Sunday, March 11, 2007

An Open Letter to American Christians

dear brothers and sisters in Christ,

I am writing because there are several things that have been ruminating in my heart, things, I believe, that have been placed there by our God Himself. I am writing because this word (these words) are not from me. I believe they have been placed there for a purpose. Now, hear me, please. I am not suggesting these words are on the level of divine revelation, on level with the Word of God. I am, however, suggesting that these "things" are firmly embedded in God's Word. I am writing because I think we have tamed and trained these word, these things so as to reduce the true threat that the gospel, and the God it represents, pose to our American Dream. Therefore, if you have faith in Christ Jesus as true Savior and true God, please, read on.

I start with a quote from Karl Barth's The Word of God and the Word of Man (also known as The Word of God and Theology):

This then is the inner situation in which we come upon the quite pointless question whether God is righteous. The righteousness of God becomes becomes preposterously a problem and a subject for discussion. In the war it has become a "real question" again. There is now hardly a community in all the country round in which, noisily or quietly, roughly or delicately, this question is not mooted; and it is mooted, fundamentally, in us all: If God were righteous, could he then "permit" all that is now happening in the world?
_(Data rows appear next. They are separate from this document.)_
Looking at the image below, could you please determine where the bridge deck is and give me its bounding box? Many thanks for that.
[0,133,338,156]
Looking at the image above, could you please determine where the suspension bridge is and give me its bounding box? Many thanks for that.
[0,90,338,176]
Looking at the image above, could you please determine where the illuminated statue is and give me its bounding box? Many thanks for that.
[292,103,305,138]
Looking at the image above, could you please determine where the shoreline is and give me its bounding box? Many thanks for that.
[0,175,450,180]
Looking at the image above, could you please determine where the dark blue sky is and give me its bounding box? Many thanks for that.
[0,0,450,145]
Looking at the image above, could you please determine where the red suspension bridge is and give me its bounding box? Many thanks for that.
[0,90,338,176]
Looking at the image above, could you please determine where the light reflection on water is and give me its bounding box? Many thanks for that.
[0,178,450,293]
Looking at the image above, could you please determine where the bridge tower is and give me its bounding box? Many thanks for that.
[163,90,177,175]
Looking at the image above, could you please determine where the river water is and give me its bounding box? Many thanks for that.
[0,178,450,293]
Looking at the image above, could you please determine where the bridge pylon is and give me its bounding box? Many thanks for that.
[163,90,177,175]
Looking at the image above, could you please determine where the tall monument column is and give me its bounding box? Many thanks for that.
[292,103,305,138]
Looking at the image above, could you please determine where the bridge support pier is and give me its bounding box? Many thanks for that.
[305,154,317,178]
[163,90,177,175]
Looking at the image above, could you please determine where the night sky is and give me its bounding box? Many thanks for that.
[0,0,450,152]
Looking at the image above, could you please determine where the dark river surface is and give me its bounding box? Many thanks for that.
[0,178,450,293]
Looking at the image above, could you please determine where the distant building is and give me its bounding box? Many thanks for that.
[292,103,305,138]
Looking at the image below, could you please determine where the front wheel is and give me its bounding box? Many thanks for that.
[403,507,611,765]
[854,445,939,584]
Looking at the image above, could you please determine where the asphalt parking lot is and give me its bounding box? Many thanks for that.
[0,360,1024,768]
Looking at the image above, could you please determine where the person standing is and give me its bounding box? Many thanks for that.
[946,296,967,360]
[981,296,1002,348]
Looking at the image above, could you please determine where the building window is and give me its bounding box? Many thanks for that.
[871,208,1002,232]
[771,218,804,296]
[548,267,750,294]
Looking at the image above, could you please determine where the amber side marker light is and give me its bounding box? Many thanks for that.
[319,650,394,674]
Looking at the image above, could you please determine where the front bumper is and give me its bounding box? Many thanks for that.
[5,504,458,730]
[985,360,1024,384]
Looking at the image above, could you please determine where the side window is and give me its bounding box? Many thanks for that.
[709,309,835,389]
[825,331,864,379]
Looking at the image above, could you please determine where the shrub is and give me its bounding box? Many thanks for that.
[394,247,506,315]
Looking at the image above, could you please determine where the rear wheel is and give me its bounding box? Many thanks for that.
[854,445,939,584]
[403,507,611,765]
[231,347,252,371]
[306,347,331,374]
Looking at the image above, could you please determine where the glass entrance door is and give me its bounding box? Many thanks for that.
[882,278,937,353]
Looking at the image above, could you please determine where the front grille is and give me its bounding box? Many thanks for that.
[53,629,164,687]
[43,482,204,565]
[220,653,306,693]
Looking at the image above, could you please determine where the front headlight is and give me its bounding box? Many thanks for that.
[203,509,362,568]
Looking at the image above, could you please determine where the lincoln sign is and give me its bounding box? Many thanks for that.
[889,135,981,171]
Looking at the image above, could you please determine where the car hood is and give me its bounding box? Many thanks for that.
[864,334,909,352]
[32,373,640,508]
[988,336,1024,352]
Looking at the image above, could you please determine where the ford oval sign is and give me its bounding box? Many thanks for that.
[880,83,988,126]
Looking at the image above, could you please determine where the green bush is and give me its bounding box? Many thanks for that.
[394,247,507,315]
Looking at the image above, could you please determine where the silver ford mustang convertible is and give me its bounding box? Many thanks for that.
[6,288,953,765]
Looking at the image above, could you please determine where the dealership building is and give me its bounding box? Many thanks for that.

A pointless question? Absolutely so, if it refers to God, the livingGod. For the living God never for a moment manifests himself in our conscience except as a righteous God. When we see him as he is and when he asks us to recognize and accept him as he is, is it not pointless to ask, Art Thou righteous? A very pointed and correct and weighty question it is, however, when we refer it to the god to whom in our pride and despair we have erected the tower of Babel; to the great personal or impersonal, mystical, philosophical, or naive Background and Patron Saint of our human righteousness, morality, state, civilization, or religion. If it is he we mean, we are quite right in asking, Is God righteous? For the answer is soon given. It is our calamity, a calamity from which there is no posibility of rescue or release, that with a thousand arts we have made ourselves a god in our own image and must now own him - a god to whom one must put such comfortless questions and receive such comfortless answers. In the question, Is God righteous? our whole tower of Babel falls to pieces. In this now burning question it becomes evident that we are looking for a righteousness without God, that we are looking, in truth, for a god without God and against God - and that our quest is hopeless. It is clear that such a god is not God. He is not even righteous. He cannot prevent worshipers, all the distinguishedEuropean and American apostles of civilization, welfare, and progress, all zealous citizens and pious Christians, from falling upon one another with fire and sword to the amazement and derision of the poor heathen in India and Africa. This god is really an unrighteous god, and it is high time for us to declare ourselves thorough-going doubters, sceptics, scoffers, and atheists in regard to him. It is high time for us to confess freely and gladly: this god, to whom we have built the tower of Babel, is not God. He is an idol. He is dead.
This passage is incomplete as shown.